# Rare opportunity on a killer PG amp !



## jbreddawg (Dec 28, 2009)

Not mine, I just hope someone here gets to buy this killer amp !! 

Phoenix Gold Son of Frank Amp'n Stein car amplifier | eBay


----------



## lowblueranger (Feb 11, 2011)

I'm trying to get it but someone keeps outbidding me!!!!!!!!!!!


----------



## jbreddawg (Dec 28, 2009)

lowblueranger said:


> I'm trying to get it but someone keeps outbidding me!!!!!!!!!!!


Just keep bidding !!!


----------



## dino5666 (Feb 4, 2010)

You have 4 days. GL


----------



## lowblueranger (Feb 11, 2011)

Way too much cash for such a ruff looking example.


----------



## bigdwiz (Oct 7, 2010)

lowblueranger said:


> Way too much cash for such a ruff looking example.

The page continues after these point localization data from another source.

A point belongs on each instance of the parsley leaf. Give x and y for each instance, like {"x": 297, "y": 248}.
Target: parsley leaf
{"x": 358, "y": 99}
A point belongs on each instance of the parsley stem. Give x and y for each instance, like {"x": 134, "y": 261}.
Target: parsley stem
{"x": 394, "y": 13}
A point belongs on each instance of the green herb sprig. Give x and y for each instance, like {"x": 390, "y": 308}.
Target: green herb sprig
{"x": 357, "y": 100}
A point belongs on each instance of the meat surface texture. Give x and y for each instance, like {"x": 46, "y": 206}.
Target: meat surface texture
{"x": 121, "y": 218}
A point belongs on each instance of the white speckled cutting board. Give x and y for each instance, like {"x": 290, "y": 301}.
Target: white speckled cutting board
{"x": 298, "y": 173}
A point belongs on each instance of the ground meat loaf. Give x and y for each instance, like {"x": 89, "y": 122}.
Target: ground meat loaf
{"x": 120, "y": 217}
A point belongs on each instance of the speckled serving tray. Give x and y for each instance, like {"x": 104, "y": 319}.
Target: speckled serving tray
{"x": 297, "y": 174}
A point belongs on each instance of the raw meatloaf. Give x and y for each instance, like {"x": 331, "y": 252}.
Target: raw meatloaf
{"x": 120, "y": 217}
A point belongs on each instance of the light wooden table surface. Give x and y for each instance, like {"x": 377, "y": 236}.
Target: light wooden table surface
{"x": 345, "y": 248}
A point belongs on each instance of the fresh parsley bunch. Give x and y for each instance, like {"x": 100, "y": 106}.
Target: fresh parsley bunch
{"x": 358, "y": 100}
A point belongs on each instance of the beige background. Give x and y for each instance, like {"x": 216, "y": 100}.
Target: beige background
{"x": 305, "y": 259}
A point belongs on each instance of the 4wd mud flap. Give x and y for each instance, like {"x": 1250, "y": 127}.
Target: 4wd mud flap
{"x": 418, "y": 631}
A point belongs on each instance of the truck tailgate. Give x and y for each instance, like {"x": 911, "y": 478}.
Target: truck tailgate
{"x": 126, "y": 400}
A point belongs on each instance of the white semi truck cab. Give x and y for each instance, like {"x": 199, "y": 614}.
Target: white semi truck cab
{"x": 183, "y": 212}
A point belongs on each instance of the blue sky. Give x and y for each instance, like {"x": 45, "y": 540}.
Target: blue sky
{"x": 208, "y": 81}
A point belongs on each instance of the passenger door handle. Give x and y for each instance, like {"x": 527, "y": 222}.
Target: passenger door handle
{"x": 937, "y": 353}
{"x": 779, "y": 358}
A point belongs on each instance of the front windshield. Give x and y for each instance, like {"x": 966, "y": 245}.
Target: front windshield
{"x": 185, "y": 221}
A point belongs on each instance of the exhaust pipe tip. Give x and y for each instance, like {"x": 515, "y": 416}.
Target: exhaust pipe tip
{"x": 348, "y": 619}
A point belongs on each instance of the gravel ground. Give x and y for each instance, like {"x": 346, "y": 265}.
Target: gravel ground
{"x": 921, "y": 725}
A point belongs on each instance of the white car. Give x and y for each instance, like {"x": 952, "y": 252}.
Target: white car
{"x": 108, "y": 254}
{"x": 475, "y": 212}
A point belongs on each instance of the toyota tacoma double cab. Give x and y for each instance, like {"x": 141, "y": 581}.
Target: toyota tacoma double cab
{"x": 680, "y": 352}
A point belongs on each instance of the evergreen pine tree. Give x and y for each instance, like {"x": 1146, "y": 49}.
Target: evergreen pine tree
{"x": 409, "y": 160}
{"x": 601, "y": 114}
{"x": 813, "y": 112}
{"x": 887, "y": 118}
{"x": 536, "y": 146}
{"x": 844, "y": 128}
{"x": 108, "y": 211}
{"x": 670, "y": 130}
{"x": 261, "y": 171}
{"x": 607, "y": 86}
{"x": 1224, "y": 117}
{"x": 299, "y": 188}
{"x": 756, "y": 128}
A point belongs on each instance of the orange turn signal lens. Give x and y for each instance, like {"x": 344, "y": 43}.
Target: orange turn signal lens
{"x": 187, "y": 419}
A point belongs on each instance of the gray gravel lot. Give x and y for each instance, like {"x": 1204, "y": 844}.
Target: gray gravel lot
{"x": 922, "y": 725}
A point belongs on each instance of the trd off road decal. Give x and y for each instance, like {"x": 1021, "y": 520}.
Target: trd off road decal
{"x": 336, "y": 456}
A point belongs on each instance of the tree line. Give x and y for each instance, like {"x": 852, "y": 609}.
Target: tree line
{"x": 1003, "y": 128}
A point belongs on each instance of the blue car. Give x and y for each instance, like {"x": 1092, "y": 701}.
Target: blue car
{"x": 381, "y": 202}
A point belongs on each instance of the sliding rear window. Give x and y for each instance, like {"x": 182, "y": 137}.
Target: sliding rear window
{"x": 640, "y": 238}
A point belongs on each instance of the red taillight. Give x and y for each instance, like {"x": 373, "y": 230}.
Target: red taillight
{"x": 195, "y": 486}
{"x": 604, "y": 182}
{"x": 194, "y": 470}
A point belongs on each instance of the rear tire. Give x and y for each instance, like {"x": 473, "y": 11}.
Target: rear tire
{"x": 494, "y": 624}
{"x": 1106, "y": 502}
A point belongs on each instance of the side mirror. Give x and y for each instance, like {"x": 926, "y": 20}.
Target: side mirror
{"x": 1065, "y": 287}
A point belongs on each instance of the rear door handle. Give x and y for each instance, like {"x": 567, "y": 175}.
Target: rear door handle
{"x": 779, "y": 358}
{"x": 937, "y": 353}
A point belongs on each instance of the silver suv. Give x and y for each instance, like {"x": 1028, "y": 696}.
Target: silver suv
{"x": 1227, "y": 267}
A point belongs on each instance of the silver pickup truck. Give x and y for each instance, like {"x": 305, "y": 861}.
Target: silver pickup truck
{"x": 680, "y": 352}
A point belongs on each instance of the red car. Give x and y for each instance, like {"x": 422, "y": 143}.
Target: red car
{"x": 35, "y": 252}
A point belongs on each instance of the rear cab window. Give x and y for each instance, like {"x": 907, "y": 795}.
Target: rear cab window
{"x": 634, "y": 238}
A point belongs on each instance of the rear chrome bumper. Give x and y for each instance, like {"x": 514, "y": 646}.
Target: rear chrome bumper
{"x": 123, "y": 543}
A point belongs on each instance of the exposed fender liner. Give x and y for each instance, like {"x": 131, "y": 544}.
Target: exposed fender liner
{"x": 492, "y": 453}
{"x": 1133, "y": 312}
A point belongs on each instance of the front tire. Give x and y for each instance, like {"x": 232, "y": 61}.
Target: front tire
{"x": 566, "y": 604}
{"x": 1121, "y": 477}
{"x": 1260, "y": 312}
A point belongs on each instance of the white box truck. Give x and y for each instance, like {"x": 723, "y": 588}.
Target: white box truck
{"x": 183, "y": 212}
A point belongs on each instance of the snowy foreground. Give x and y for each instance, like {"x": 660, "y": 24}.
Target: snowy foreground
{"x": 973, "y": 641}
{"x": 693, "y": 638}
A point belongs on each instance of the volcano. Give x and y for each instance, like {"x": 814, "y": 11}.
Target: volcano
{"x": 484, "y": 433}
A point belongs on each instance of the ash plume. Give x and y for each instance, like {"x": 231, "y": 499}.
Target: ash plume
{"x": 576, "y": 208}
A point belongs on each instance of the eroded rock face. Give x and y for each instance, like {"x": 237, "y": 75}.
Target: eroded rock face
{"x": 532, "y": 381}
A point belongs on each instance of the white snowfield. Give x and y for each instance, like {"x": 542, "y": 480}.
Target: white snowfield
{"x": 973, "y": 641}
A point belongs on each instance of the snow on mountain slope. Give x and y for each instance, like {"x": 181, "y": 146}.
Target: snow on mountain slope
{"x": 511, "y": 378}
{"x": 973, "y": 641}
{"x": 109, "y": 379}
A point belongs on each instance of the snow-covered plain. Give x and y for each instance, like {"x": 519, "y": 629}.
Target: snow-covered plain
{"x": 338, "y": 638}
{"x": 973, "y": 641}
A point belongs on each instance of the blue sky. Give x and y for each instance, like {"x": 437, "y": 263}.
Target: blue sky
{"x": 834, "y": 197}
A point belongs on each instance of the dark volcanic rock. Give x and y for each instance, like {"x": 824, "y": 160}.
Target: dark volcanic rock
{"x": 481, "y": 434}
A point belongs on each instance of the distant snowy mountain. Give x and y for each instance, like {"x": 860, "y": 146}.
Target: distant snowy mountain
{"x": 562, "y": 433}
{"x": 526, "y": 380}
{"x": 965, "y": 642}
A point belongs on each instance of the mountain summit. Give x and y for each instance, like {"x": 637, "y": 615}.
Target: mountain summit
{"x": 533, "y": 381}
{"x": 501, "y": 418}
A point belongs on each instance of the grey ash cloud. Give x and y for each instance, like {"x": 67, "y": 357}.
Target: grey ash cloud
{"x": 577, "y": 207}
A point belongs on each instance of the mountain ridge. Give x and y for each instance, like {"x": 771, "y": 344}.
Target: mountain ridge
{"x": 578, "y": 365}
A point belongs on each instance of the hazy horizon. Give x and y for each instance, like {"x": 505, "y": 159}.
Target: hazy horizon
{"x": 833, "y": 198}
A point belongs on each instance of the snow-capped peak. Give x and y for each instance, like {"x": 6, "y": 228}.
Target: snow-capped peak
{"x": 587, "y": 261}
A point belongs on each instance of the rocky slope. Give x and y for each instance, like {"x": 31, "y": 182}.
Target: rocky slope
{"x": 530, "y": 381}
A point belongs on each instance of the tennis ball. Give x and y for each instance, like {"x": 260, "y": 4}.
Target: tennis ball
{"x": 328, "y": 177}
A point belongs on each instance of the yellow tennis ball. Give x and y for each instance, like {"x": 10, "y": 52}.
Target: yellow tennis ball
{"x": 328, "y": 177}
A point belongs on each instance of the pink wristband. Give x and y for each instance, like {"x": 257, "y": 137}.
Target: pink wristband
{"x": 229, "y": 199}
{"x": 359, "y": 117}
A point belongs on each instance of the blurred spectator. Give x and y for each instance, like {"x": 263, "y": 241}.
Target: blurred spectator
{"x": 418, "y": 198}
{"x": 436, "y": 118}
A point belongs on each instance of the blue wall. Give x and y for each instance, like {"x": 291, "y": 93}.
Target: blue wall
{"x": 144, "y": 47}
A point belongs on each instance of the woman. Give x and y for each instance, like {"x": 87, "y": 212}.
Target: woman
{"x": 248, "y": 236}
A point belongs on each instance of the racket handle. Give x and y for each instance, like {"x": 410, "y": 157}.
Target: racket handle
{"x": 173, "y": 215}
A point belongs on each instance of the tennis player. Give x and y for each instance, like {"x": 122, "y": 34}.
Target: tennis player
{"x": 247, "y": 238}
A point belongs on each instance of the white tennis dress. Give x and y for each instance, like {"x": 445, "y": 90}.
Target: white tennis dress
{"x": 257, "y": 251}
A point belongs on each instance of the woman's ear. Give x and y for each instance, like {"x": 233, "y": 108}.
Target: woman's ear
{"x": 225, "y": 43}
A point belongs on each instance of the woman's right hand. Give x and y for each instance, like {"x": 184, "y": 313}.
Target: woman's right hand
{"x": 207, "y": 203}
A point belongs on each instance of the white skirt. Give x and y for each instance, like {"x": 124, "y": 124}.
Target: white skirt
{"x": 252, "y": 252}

Exactly what I was thinking! LBR, maybe ask around the phoenixphorum if you want one of these. Not sure anyone will part with one, but some of those guys have 2 or 3 of them .


---


----------



## lowblueranger (Feb 11, 2011)

Maybe I will- at least it will be a clean amp if someone on there has a "extra" one.


----------



## W8 a minute (Aug 16, 2007)

I smell a shill bidder. :worried:


----------



## ttocs388 (Jun 25, 2010)

what did happen to the one end? The plexi is fogged over and has rust on it where the screws are under it. Was it exposed to water or is the fogging the smoke resedue from something popping? You also said the plexi has no cracks ther then the corners but it looks like in the one pic there is a crack. I could be wrong but I would have to agree that if someone pays that much for it, with the description given will be disappointed.


----------



## XaznKewLguyX (Sep 5, 2007)

lowblueranger said:


> I'm trying to get it but someone keeps outbidding me!!!!!!!!!!!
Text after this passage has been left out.